Corrosion sensors are used in the detection and monitoring of loss of material, such as the internal surface of a pipeline wall, due to corrosion and/or erosion from interaction between the material and the environment in contact with the material. Such conditions exist in oil or gas pipelines.
Commonly, corrosion sensors use electrical resistance methods to detect loss of material due to corrosion/erosion. Such a corrosion detector system includes using the principles of electrical resistance to determine corrosion/erosion of a pipeline wall surface. Such a system consists of measuring the thickness of the pipeline wall with pick-up points along the external surface of a pipeline section. The pipeline section is energised by a longitudinal current applied at two points adjacent to either side of the pick-up area. The current density map through the material, proportional to wall thickness, is derived by measurement of voltages across the matrix of pick-up points relative to an external reference, and the resistive ratios are converted into the metal loss.

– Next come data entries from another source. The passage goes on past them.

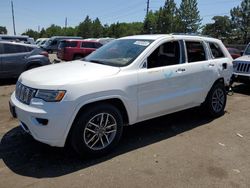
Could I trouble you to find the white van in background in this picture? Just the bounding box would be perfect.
[0,35,35,44]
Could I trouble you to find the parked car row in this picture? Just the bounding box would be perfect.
[10,35,233,155]
[0,35,35,44]
[0,41,51,78]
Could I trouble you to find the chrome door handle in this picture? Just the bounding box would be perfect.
[176,68,186,73]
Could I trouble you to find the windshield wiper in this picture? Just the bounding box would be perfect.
[84,59,105,65]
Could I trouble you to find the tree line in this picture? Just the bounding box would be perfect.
[0,0,250,44]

The sensitivity of such prior art corrosion detector arrangements is limited by various factors. For instance, the sensitivity of the corrosion detector arrangement is dependant on the maximum current which can be sustained. The maximum current is limited for intrinsically safe applications in potentially explosive environments such as in oil and gas pipelines. In such corrosion detector systems, sensitivity is also limited by the very small measured resistive voltages between array pick-up points. Disturbances such as noise and dc offsets occurring in the electronic circuitry of the corrosion detector systems and thermoelectric voltages and electromagnetic noise in the leads make high-resolution measurements of such small voltages difficult.
Additionally, changes in the temperature in the environment in which pipeline is situated changes the electrical resistance of the pipe. For example, the resistance of steel may change by 0.4% per ° C. In electrical resistance corrosion monitoring systems configured with an element having an exposed surface to the environment and a reference system external to the environment such as the pipeline fluid environment, changes in fluid temperatures significantly limit the accuracy and sensitivity of the monitoring system if the temperature of the pipeline and external reference system differ. To illustrate, a nominal difference in temperature of 0.25° C. between the pipeline and reference system will cause a change in the resistance ratio of 1000 ppm.
Furthermore, the circumferential and radial temperature excursions may be present around the profile of the pipeline. This will depend on the pipeline process fluid conditions and the location of the pipeline itself. For example, the fluid environment may comprise a cross-sectional layered profile of water, crude oil, and gas. The boundary phases between these layers may also change over time. A difference of 0.25° C. between the top and bottom of the pipeline would cause a further change in the resistance ratio of about 1000 ppm.
The hydrostatic and thermal stresses induced in pipeline structures will also influence the measured resistive voltages. In prior art corrosion detector arrangements with a reference system external to the fluid environment, the reference system will not be subjected to the hydrostatic and thermal loads and therefore further errors will occur.
The mechanisms involved in the change of resistance due to strain are extremely complex and not easily predicted. Change in resistance due to strain relates to the distortion of the lattice structure, which varies according to material composition and microstructures. Although the affects are much less than temperature, typical pipeline steels exhibit changes of between 2000–4000 ppm per 100 BAR of pressure or 20–40 ppm per BAR. Of course, in prior art corrosion monitoring with an external reference system, the external reference system is not subject to the changing internal pressure of the pipeline and the external reference system is not subject to the resultant changing resistive voltages. This contributes to further errors.
Similarly, as temperature change occurs there will be subsequent residual thermal stresses induced, resulting in further change in the resistive voltages. In addition, it is apparent that under a pressurised system the change in wall thickness due to corrosion and/or erosion will result in an increase in radial and circumferential stress distributions through the pipe wall. This will in turn induce further unwanted change to the measured resistive voltages.
The cumulative effect of resistive voltage changes due to changes of in process conditions not adequately compensated by the referencing system could result in expected deterioration of resolutions in excess±4000 ppm, for a temperature difference between pipeline and external reference system of 1° C. and a pressure difference of 100 BAR. With additional errors expected due to profile temperature and stress effects.
Therefore, there is a need for an electrical resistance corrosion monitor with a greater sensitivity to accurately measure at a higher resolution, the corrosion and/or erosion of a pipeline in a corrosive/erosive environment, especially where the environment temperature and/or hydrostatic pressure may be fluctuating.